Remove references to Tb.N - it is redundant when you have Conn.D measurements, which are a topological count of trabeculae.
"a tendency (P = 0.06) for trabecular thickness to be lower with treatment." Remove this. If you are using a significance cutoff (already dubious at p = 0.05), then stick to it. This is a non-significant result and should be reported as such. What was your power? From p and power you can work out the likelihood of a false positive or false negative, which can be alarmingly high (I do note in your methods that you have set a false discovery rate of 5%). https://doi.org/10.1098/rsos.140216
"The reduced bone accrual observed in the present study and in longer duration spaceflights is superficially similar to changes observed in rats following hypophysectomy"
And the reduced accrual is explained mostly by reduced mechanical loading, so the GH emphasis here seems like a red herring or false equivalence. GH and mechanical loading effects are then conflated. The Halloran paper you cite suggests that both GH and mechanical loading are necessary for normal bone mass, which they deduce from creating a severe GH deficiency by hypophysectomy which is rescued by GH only in the presence of mechanical loading. Were your untreated rats GH-deficient? I find the logic around GH administration to this group of animals confused and unconvincing. The observation itself is fine and should be published, but the discussion and rationale of why administering additional GH to GH-sufficient animals would rescue space-flight-induced osteopenia is unclear.
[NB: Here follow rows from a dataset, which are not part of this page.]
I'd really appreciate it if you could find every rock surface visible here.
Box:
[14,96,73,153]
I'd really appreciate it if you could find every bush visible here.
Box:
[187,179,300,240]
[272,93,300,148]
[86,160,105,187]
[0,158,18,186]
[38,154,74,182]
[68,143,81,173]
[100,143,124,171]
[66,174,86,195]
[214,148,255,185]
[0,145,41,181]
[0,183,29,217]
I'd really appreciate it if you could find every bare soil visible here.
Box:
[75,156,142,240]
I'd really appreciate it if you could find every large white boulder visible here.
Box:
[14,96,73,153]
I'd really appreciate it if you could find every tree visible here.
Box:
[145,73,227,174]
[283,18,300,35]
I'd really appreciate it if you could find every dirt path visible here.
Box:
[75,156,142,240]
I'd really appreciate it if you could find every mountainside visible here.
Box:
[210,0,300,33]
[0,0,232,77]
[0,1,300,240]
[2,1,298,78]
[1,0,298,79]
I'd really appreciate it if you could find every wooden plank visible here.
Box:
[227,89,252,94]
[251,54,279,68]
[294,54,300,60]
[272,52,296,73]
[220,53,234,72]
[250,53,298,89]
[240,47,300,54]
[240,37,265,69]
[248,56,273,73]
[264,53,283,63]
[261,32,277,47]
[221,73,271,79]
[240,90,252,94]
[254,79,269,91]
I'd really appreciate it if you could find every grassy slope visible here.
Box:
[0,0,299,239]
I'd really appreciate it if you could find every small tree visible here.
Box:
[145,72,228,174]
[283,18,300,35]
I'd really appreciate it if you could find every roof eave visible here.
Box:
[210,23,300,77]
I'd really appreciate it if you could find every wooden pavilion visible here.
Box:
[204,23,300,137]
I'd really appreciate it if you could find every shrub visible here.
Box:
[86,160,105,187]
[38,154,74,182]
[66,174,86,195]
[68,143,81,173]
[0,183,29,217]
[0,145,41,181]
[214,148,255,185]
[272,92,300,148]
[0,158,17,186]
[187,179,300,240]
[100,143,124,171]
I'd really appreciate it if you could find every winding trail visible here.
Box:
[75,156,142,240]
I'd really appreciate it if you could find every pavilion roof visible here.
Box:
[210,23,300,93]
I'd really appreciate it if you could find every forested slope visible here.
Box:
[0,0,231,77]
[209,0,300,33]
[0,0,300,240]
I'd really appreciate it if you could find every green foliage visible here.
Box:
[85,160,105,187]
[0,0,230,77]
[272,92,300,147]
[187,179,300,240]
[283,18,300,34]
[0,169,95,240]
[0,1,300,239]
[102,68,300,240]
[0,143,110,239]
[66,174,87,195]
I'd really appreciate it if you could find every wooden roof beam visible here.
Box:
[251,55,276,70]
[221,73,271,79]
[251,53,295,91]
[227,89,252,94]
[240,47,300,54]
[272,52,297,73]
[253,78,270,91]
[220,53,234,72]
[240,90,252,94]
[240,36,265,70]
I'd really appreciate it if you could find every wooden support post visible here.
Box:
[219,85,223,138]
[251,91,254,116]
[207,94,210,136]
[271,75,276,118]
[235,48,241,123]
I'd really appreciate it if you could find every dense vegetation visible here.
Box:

In particular the assertion that "It is plausible that GH resistance rather than GH deficiency contributes to the observed effect" lacks sufficient justification; could it simply be that no effect of rhGH would be expected in GH-sufficient animals?
Underlying all this is the concept that trabecular morphology and in particular trabecular bone accrual during growth is strongly influenced by growth hormone, in a dose-dependent (or plasma concentration dependent) manner, and that alterations in GH signalling might underlie osteopenic phenotypes induced by mechanical unloading (i.e.that GH pathways are involved in bone's mechanostat). If that is actually the case, please introduce and clarify for the reader so we can follow your logic.